Many different firms that study technology trends (Gartner, BBVA, Forbes to name a few), have been discussing a new type of analytics trend recently: Augmented Analytics.

The idea of augmented analytics is incredibly exciting. The ability for a computer to turn analytical insights into data by automating data preparation, insight discovery and then finally sharing with the appropriate people has amazing potential.

But how far along is this approach? Is it something worth investing in now or waiting for something more substantive to come along? Is this thing all hype or is it real?

Let’s look at each component of augmented analytics and find out.

Looking at automating data preparation first, there are a number of different tools on the market attempting to automate data preparation including: IBM SPSS, Clear Story Data, and Data Robot. However, outside of IBM SPSS, none are attempting to be general-purpose tools, and even IBM SPSS requires training and a lot of setup by a human to make it automated.

But first it’s important to understand what exactly data preparation is. Data preparation can be broken down into three stages:

- Data Collection

- Data Labeling

- Data Cleaning

Data collection, the first step, is infamously hard for many reasons. As I wrote about in my NewSQL article, data comes in many forms and shapes and this makes parsing and deriving meaning from that difficult. For example, parsing an excel spreadsheet that isn’t in a CSV format report form is a non-trivial task for even a human, but for a computer with no mapping (telling it where the data is within the spreadsheet), it’s down-right impossible at the moment.

Data labeling may be the thing the computer is best at in the simple cases. What I mean is, the computer knows when something is a string of characters or a number. However, in every case but the rudimentary ones: the computer mostly falls flat. When there is an encoding issue (e.g. a number looks like a string of characters to the computer), or if the data is misleading (e.g. it looks like a number but it’s actually a date-stamp): this gets challenging and becomes incredibly hard for a computer to do without human intervention.

The final step is to clean the data in a way that can be used in an analytics pipeline. There are some great techniques that help with this step: one-hot encoding, missing value imputation, value aggregation, text mining, standardization and feature engineering using things like component analysis or SelectKBest. Using machine learning modeling, a computer can test these methodologies and determine which one or many of these may be used to train the model on the dataset and iterate on the techniques until the best combination for a certain model is discovered. Nonetheless, this may not result in the best possible model outcome or a global maximum, but it will result in the best model that the computer can generate given its own feedback loop (aka a local maximum).

At this point, the computer has generated the best version of the data it can for future analytics. However, it may still be sub-optimal as the computer can’t guarantee a global maximum outcome, and therefore a human may need to assist and tell the machine which types of data cleaning need done.

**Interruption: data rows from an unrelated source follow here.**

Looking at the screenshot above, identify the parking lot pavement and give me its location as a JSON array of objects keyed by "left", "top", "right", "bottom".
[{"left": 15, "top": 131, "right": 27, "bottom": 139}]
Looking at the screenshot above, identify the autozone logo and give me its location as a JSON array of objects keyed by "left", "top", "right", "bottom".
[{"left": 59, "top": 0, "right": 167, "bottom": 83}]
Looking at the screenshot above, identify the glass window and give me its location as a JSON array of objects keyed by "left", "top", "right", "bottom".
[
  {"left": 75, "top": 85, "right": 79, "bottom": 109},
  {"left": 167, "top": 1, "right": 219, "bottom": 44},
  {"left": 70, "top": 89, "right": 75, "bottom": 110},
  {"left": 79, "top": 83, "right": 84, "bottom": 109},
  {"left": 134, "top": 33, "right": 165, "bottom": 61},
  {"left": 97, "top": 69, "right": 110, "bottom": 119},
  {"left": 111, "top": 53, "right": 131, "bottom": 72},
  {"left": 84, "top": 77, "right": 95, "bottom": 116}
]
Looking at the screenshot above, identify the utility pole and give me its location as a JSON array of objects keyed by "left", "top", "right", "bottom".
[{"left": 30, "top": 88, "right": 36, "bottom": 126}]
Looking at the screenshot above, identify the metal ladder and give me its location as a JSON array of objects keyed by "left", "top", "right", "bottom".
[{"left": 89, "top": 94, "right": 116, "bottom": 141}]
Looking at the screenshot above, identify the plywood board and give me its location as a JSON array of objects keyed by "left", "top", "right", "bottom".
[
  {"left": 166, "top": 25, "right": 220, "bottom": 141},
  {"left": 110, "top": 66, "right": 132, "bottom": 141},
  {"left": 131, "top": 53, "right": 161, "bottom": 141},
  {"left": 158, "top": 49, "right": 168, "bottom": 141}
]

Once the data has been prepared, it’s time for insight discovery. Computers are really great at finding patterns in data, showing statistical patterns and creating functions. This type of signal detection is essentially what machine learning is based on and this works really well in the real world.

However, in terms of taking this discovery and applying it to business situations, computers don’t know how to do it. Linking the results of the discovery to a valuable insight still requires the help of a domain expert or data scientist.

Once those insights are discovered they must be sent to the right people. Often times, systems require a human tag for the insight and then send the insight to all the people subscribed to that tag. At the moment, what happens to those insights once they are sent to the appropriate crowd is lost into the void. However, in the future, more intelligent systems will track who the insights are sent to, if they were implemented and the effect of those implementations.

Systems may even look at the database of insights it collects over time and suggest particular actions to take. This step of augmented analytics is still pretty far off from a reality as it requires a level of intelligence from systems that isn’t quite available yet.

Augmented analytics is a reality that many businesses will face in the coming years as new systems come available to tackle the various issues of analytics like data preparation, insight creation and insight delivery.

It will be extra important to separate the facts from the fiction in these systems and know what responsibilities and roles your organization will need in order to be able to run your analytics. These systems stand to truly disrupt what types of roles are required to build out a true analytics capacity as a business, but they also stand to waste an incredible amount of money and time from organizations that don’t understand the current capabilities and limitations of augmented analytics.